Not that the second half is bad, you should definitely understand that. It’s still interesting and the characters are still rounded and well defined (and inaccurate, but I’ll get to that). Nothing that I say here should detract you from seeing it. I don’t think it’s too much of a stretch to say that this film is going to be a classic.

But let’s get to the meat of things here. The idea of myths and the way that we perceive things from history. As a person who wasn’t alive when this all took place, I feel like I’m being duped. The two out of N.W.A who really made it, Ice Cube and Dr. Dre, obviously, feel awfully sanitized and the lyrics that we are shown have elements that are clearly redacted. Now I like N.W.A a lot, Straight Outta Compton was a brilliant and game changing album, but it wasn’t exactly politically correct. It was rap music in the 80s. It has problems.

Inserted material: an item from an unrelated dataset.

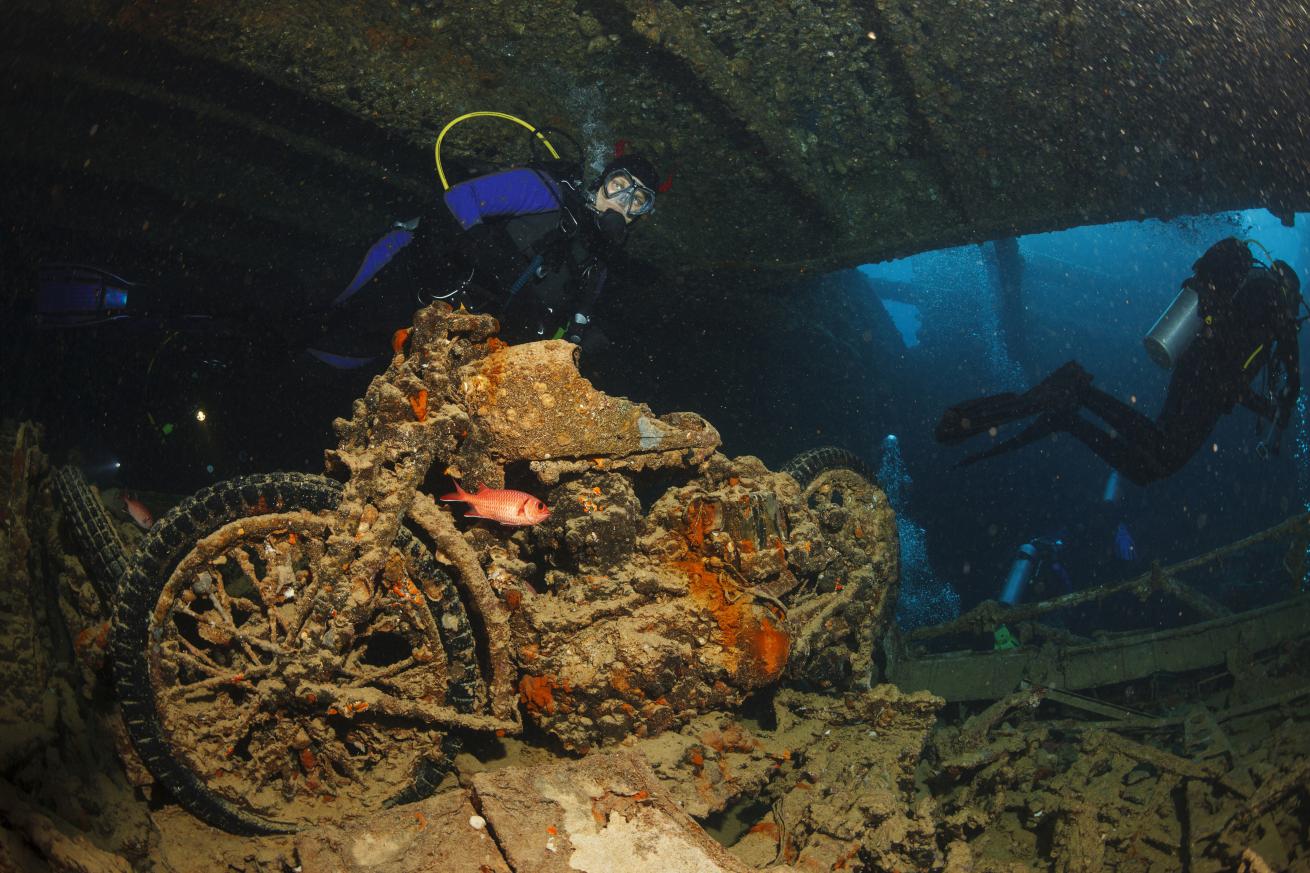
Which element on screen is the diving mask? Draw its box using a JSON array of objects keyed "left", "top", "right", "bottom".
[{"left": 600, "top": 169, "right": 656, "bottom": 217}]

The same can be said of how the film treats Dr. Dre. In the film he is kind and doesn’t do anything wrong, but as we all know that’s not true. These people have problems and it feels so fake to turn away from that and it ends up doing them an injustice because it approaches art as if it isn’t multi-faceted and complex.

This is where the myth part comes in, because I feel like we’re watching the rewriting of history taking place before our eyes. With things taken out and the complexity flattened into a more convincing story. It’s a distortion we see in all the great myths of ancient times.

It’s funny because their image changes in the complete opposite way to how they began. Eazy-E is the only one of the group who actually experienced anything resembling a “gangster” life, but with the way they rapped and the characters they seemed to portray, we see that they become such in the public perception. Which is really the true version of reality here? I realise now that they were already part of a myth, it’s just that the myth has changed over time.

I think that’s fundamentally what this film is about. It’s about the image that we project to the world and the way that it can be manipulated to give hope and to give rise to movements and schools of thought, and it’s clear to me that Ice and Dre are still doing this nearly 30 years later.

Go see this movie, it’s fantastic. Just remember that reality is always going to be more complex than what can be wrapped up into a 2 hour movie. Film is inherently fictional, everything betrays objective truth, and that’s fine because it’s what it makes all of this so magical. Just don’t limit yourself to believing in only what you see on your screen.

One thought on “Straight Outta Compton and The Creation of Myths

  1. Nice review, I really enjoyed the movie ^,^! Music was fantastic. It was awesome how the actors really looked similar to who they were portraying, great casting. Also I loved that Detroit riot scene–it was really powerful.